Fourth PR in the v0.72–v0.75 cpp catch-up. `UnmarshalFull` materializes every `@table` row into `Result::Tables()` — fine for small datasets, but it defeats the point of `@table` for the CSV-replacement workload it was designed for. This PR adds the streaming alternative: working-set memory bounded by the largest single row, not the full table (draft §3.4.4).

New `<protowire/pxf/table_reader.h>`:

  • `TableReader::Create(std::istream*)` — consumes leading directives + the `@table TYPE (cols)` header. Header capped at 64 KiB (`kDefaultHeaderMaxBytes`) to fail-fast on misuse.
  • `Type()` / `Columns()` / `Directives()` accessors.
  • `Next(TableRow*)` reads one row at a time. Per-row arity and v1 cell-grammar checks happen at consume time, not deferred to EOF. Errors are sticky.
  • `Scan(Message*)` is `Next` + `BindRow`.
  • `Tail()` returns the buffered + remaining bytes as a fresh `std::istream` so callers can chain a second `Create()` for multi-`@table` documents.
  • `BindRow(msg, columns, row)` — exported helper for callers iterating `Result::Tables()[i].rows` from the materializing path. Strategy: format-and-reparse — render the row as a synthetic PXF body (` = ` per non-`std::nullopt` cell) and run through the standard `Unmarshal` pipeline. This reuses every branch of the existing decoder (WKT timestamps/durations, wrapper nullability, enum-by-name, `pxf.required` / `pxf.default`, oneof) instead of growing a parallel Value→FieldDescriptor switch. `SkipValidate` avoids re-running the reserved-name check per row.

Implementation notes:

  • Byte-level row scanner mirrors `protowire-go`'s `scanHeaderEnd` / `findNextRow` / `findMatchingParenSafe` — string-aware (strings, triple-strings, `b"..."` literals, `#` / `//` / `/* */` comments) so embedded parens or `@table` substrings inside literals don't trip the scan.
  • Row parsing wraps the row bytes in a synthetic `@table _.Row (c1,c2,...)\n` document and feeds it to the AST parser, reusing `parseTableRow`'s arity check and cell-shape validation.
  • Pull chunk size 4 KiB matches the Go reference; tested across pull boundaries with 50× 200-byte rows.

Test plan

  • 20 new tests in `pxf_table_reader_test.cc`: header parsing (happy path, no-@table, empty, null stream, leading directives, 64 KiB cap), row iteration (ordered, zero-rows-done, cell shapes, three-state, sticky arity error, 50-row pull-boundary stress, parens-in-strings, comments between rows), `Tail` chaining, `BindRow` happy path, `Scan` equivalence, absent-cell-leaves-default, column/cell mismatch error, unknown-column error
  • All 218 tests pass locally (198 on main → +20 new)
  • CI green (clang-format, all matrix jobs, CodeQL)

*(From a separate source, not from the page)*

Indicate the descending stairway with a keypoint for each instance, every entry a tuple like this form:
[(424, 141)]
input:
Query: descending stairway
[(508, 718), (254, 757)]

Fourth PR of the v0.72-v0.75 cpp catch-up. UnmarshalFull materializes
every @table row into Result::Tables(); this PR adds the streaming
alternative for the CSV-replacement workload @table was designed to
serve — working-set memory bounded by the largest single row, not the
full table (draft §3.4.4).

New <protowire/pxf/table_reader.h>:
  - TableReader::Create(std::istream*) — consumes leading directives
    and the @table TYPE (cols) header; reader is positioned at the
    first row. Header capped at 64 KiB (kDefaultHeaderMaxBytes) to
    fail-fast on misuse (a non-@table input shouldn't OOM).
  - Type() / Columns() / Directives() accessors.
  - Next(TableRow*) reads one row at a time. Per-row arity and v1
    cell-grammar checks happen at consume time, not deferred to EOF
    — matches the spec's streaming-consumer requirements. Errors
    are sticky.
  - Scan(Message*) is Next + BindRow.
  - Tail() returns the buffered + remaining bytes as a fresh
    std::istream so callers can chain a second Create() for
    multi-@table documents.
  - BindRow(msg, columns, row) is the exported per-row binder used
    by Scan and by callers iterating Result::Tables()[i].rows from
    the materializing path. Strategy: format-and-reparse — render
    the row as a synthetic PXF body (`<col> = <val>` per non-
    std::nullopt cell) and run through the standard Unmarshal
    pipeline. This reuses every branch of the existing decoder
    (WKT timestamps/durations, wrapper nullability, enum-by-name,
    pxf.required / pxf.default, oneof) instead of growing a
    parallel Value→FieldDescriptor switch. SkipValidate avoids
    re-running the reserved-name check per row.

Implementation:
  - Byte-level row scanner mirrors protowire-go's
    scanHeaderEnd / findNextRow / findMatchingParenSafe — string-
    aware (strings, triple-strings, b"..." literals, # comments,
    // comments, /* */ comments) so embedded parens / @table
    substrings inside literals don't trip the scan.
  - Row parsing wraps the row bytes in a synthetic
    `@table _.Row (c1,c2,...)\n<row>` document and feeds it to the
    AST parser, reusing parseTableRow's arity check and cell-shape
    validation.
  - Pull chunk size 4 KiB matches the Go reference; tested across
    pull boundaries with 50× 200-byte rows.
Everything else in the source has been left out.